Ainsi, caractéristique de ce film entièrement dévolu à l’imitation et à la redite, l’un des gags filés du film (le passé de séductrice de Shanonn, qui recroise ses amants éperdus, elle que le film montre tout à la fois si peu féminine et si peu portée sur l’autre sexe) est littéralement repris d’une comédie récente, The Other Guys (Very Bad Cops) réunissant Will Ferrell et Mark Wahlberg. Symptomatique du manque d’inspiration de ces Flingueuses, alors que Will Ferrell pousse l’absurdité de cet attribut de séduction, émanant de son corps dégingandé, jusqu’à mettre en scène des flash-backs exubérants, bruyants et incorrects, les rencontres de Shanonn avec ses ex n’interviennent que pour combler des baisses de rythme dans la narration, s’épuisant en de vagues répliques à défaut de produire des situations extravagantes et réellement comiques.

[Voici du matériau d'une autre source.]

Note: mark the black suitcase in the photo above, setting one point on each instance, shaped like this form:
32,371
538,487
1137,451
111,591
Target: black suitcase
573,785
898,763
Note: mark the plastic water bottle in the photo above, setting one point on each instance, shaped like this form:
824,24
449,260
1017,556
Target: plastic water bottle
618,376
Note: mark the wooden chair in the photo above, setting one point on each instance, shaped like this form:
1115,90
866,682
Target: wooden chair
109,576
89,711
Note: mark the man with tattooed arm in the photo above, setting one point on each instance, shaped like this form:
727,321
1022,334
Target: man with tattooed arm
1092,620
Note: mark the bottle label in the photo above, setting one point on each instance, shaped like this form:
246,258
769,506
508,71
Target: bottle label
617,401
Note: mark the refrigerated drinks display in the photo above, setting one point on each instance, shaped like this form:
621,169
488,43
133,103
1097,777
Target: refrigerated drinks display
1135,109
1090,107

Si certaines séquences prêtent à sourire, voire à rire, ce sont seulement celles où le jeu des actrices s’efface enfin devant l’étrangeté loufoque des personnages, rappelant ainsi qu’en matière de comédie, « n’interprétez pas, expérimentez ».

Les Flingueuses, Paul Feig, avec Sandra Bullock, Melissa McCarthy, Demian Bichir, Etats-Unis, 1h57.